FEAST #13 Call for Proposals

Brooklyn’s FEAST (Funding Emerging Art with Sustainable Tactics) will hold its 13th event on April 14th, 2012 at the Church of the Messiah in Greenpoint, Brooklyn. We are accepting project applications around the theme of Cultural Labor. The deadline for applications is March 29th at 11:59pm.

As we look forward to the coming month of May, two distinct but overlapping commemorations are on our minds: the ancient festivities of the May Day holiday that celebrate the rebirth, growth, and potential of spring and the more historically recent International Workers’ Day, honoring those whose labor produces the social and material world we inhabit year round. The record-breaking warmth of the winter has softened the seasonal distinctness of this year’s spring. Yet the ever-increasing uncertainty and inequality generated by the contemporary labor market—in the arts and otherwise—has fortified the second significance of May Day. In an era when the logic of austerity increasingly favors private profits over public goods and social networking technology makes us all creators of cultural products, what it means to work or to be a worker under our current conditions remains an open-ended question.

For our next FEAST, we welcome your explorations and interventions concerning the position of Cultural Labor in our communities. In a changing and often immaterial landscape, how do we continue to reshape, revalue, and reclaim our production and labor? For those of us whose labor is explicitly artistic, cultural, or communal, how do we effectively incorporate the material histories of May Day into our present practices? FEAST Brooklyn welcomes project proposals that address the idea of Cultural Labor whether literally or figuratively.

FEAST is a recurring public dinner designed to use community-driven financial support to democratically fund new and emerging art makers. At each FEAST, participants pay a sliding-scale entrance fee for which they receive a supper and a ballot. Diners vote on a variety of artist projects and at the end of the night, the project with the most votes is awarded funds to produce the project. The work is then presented at the following FEAST. Since 2009, FEAST Brooklyn has produced 12 dinners, funded 30 of projects and raised nearly $20,000. Meanwhile, similar models have emerged all over the country, building a network of organizations committed to rethinking how art is financed and experienced communally.

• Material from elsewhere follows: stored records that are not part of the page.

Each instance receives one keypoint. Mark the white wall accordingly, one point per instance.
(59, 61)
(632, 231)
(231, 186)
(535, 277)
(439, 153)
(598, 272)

We encourage all artists, thinkers, and organizations at any stage in their career to apply. Up to this point, the projects that have received funding represent a diverse cross section of contemporary artistic and social practices. From urban gardens to mobile party vans, public sculptures to performances, no project or medium is incongruous with FEAST. We encourage artists to think outside their everyday practice and produce work that speaks to the community. Unlike conventional grant programs, artists receive funding immediately and are therefore enabled to make timely work as soon as they can.